Truncation and the Induction Theorem

Abstract

A key result in a 2004 paper by S. Arkhipov, R. Bezrukavnikov, and V. Ginzburg compares the bounded derived category Db(block(U)) of finite dimensional modules for the principal block of a Lusztig quantum enveloping algebra U at an ℓth root of unity with a special full subcategory Dtriv(B) of the bounded derived category of integrable type 1 modules for a Borel part B⊂U. Specifically, according to this “Induction Theorem” [1, Theorem 3.5.5] the right derived functor of induction IndBU yields an equivalence of categories RIndBU:Dtriv(B)→∼Db(block(U)). Some restrictions on ℓ are required–e.g., ℓ>h, the Coxeter number. It is suggested briefly [1, Remark 3.5.6] that an analog of this equivalence carries over to characteristic p>0 representations of algebraic groups. Indeed, the authors of the present paper have verified, in a separate preprint [6], that there is such an equivalence RIndBG:Dtriv(B)→∼Db(block(G)) relating an analog of Dtriv(B), defined using a Borel subgroup B of a simply connected semisimple algebraic group G, to the bounded derived category of the principal block of finite dimensional rational G-modules. The proof is not without difficulty and supplies new, previously missing details even in the quantum case.

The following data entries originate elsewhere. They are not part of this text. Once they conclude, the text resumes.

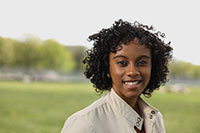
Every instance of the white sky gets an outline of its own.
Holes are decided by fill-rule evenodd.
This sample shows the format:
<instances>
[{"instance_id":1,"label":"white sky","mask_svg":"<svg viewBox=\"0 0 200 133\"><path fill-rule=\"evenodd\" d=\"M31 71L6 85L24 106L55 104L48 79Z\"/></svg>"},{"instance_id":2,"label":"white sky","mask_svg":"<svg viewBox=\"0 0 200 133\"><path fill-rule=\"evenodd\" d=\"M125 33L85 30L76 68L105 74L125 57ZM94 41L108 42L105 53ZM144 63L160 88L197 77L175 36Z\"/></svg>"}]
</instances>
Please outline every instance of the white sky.
<instances>
[{"instance_id":1,"label":"white sky","mask_svg":"<svg viewBox=\"0 0 200 133\"><path fill-rule=\"evenodd\" d=\"M90 48L89 35L120 18L137 20L164 32L175 58L200 65L199 14L198 0L0 0L0 36Z\"/></svg>"}]
</instances>

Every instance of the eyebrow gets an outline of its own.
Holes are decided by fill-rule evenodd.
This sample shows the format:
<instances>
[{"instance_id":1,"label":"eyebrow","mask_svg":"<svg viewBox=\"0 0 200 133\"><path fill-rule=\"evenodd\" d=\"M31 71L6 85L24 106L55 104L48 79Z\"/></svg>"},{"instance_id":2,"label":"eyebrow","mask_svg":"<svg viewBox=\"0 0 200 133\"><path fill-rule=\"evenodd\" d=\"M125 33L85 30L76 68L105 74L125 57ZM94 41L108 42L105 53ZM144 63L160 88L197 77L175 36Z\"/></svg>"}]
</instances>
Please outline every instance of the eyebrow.
<instances>
[{"instance_id":1,"label":"eyebrow","mask_svg":"<svg viewBox=\"0 0 200 133\"><path fill-rule=\"evenodd\" d=\"M120 57L121 57L121 58L128 58L128 57L126 57L126 56L124 56L124 55L117 55L117 56L114 56L113 59L120 58ZM150 56L147 56L147 55L141 55L141 56L138 57L138 59L141 59L141 58L151 59L151 57L150 57Z\"/></svg>"},{"instance_id":2,"label":"eyebrow","mask_svg":"<svg viewBox=\"0 0 200 133\"><path fill-rule=\"evenodd\" d=\"M122 57L122 58L127 58L127 57L124 56L124 55L117 55L117 56L114 56L114 57L113 57L113 60L116 59L116 58L120 58L120 57Z\"/></svg>"}]
</instances>

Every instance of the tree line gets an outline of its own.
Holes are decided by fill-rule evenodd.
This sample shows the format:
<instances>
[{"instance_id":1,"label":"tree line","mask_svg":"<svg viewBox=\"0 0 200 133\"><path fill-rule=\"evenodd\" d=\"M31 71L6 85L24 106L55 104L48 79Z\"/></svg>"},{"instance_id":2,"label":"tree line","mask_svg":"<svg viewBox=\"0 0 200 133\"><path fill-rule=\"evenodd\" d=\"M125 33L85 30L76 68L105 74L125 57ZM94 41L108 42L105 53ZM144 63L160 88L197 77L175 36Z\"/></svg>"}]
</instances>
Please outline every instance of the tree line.
<instances>
[{"instance_id":1,"label":"tree line","mask_svg":"<svg viewBox=\"0 0 200 133\"><path fill-rule=\"evenodd\" d=\"M72 72L84 70L86 47L64 46L54 39L27 36L23 40L0 37L0 68ZM170 77L200 79L200 66L173 59Z\"/></svg>"},{"instance_id":2,"label":"tree line","mask_svg":"<svg viewBox=\"0 0 200 133\"><path fill-rule=\"evenodd\" d=\"M76 66L68 48L53 39L28 36L23 40L0 37L0 67L72 71Z\"/></svg>"}]
</instances>

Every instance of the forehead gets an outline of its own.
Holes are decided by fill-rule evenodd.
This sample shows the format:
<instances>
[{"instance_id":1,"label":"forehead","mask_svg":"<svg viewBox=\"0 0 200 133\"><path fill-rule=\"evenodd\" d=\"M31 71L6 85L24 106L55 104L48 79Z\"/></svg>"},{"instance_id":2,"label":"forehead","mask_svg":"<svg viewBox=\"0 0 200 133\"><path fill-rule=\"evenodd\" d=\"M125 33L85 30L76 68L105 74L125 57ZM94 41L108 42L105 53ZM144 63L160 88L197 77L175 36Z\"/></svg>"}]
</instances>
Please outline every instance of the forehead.
<instances>
[{"instance_id":1,"label":"forehead","mask_svg":"<svg viewBox=\"0 0 200 133\"><path fill-rule=\"evenodd\" d=\"M116 53L111 53L111 56L123 55L127 57L136 56L149 56L151 57L151 51L145 44L141 44L137 40L128 42L127 44L121 43L116 50Z\"/></svg>"}]
</instances>

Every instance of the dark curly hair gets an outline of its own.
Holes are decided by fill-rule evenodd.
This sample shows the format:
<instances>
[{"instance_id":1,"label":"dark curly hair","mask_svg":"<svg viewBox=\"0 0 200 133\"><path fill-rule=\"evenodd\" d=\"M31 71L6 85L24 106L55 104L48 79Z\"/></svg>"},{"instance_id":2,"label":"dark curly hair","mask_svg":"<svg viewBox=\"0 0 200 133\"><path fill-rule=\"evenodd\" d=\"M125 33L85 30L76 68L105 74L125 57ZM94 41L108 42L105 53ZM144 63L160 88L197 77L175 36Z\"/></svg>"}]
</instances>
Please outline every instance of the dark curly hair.
<instances>
[{"instance_id":1,"label":"dark curly hair","mask_svg":"<svg viewBox=\"0 0 200 133\"><path fill-rule=\"evenodd\" d=\"M91 80L96 92L103 92L112 88L112 79L109 73L109 54L116 53L120 44L137 38L141 44L147 46L152 54L151 78L142 92L145 96L151 93L167 81L168 62L172 58L170 42L165 43L162 39L165 34L155 32L153 26L138 23L130 23L123 20L115 23L99 33L89 36L89 41L94 41L93 48L86 52L83 63L86 64L85 76Z\"/></svg>"}]
</instances>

The present paper continues the study of the modular case, taking the derived category equivalence as a starting point. The main result here is that, assuming p>2h−2, the equivalence behaves well with respect to certain weight poset “truncations,” making use of a variation by Woodcock [12] on van der Kallen's “excellent order” [10]. This means, in particular, that the equivalence can be reformulated in terms of derived categories of finite dimensional quasi-hereditary algebras. We expect that a similar result holds in the quantum case.In [9, Thm. 2.1] J. Rickard proves a theorem stating existence, in an algebraic groups context, of some derived equivalences with specified corresponding character isometries. In an appendix to this paper, we discuss a similar more recent result [6, Lem. 3.2]. It gives additional information on the behavior of the derived equivalences, giving their action on some natural right-derived induced objects, lifting the given character isometries.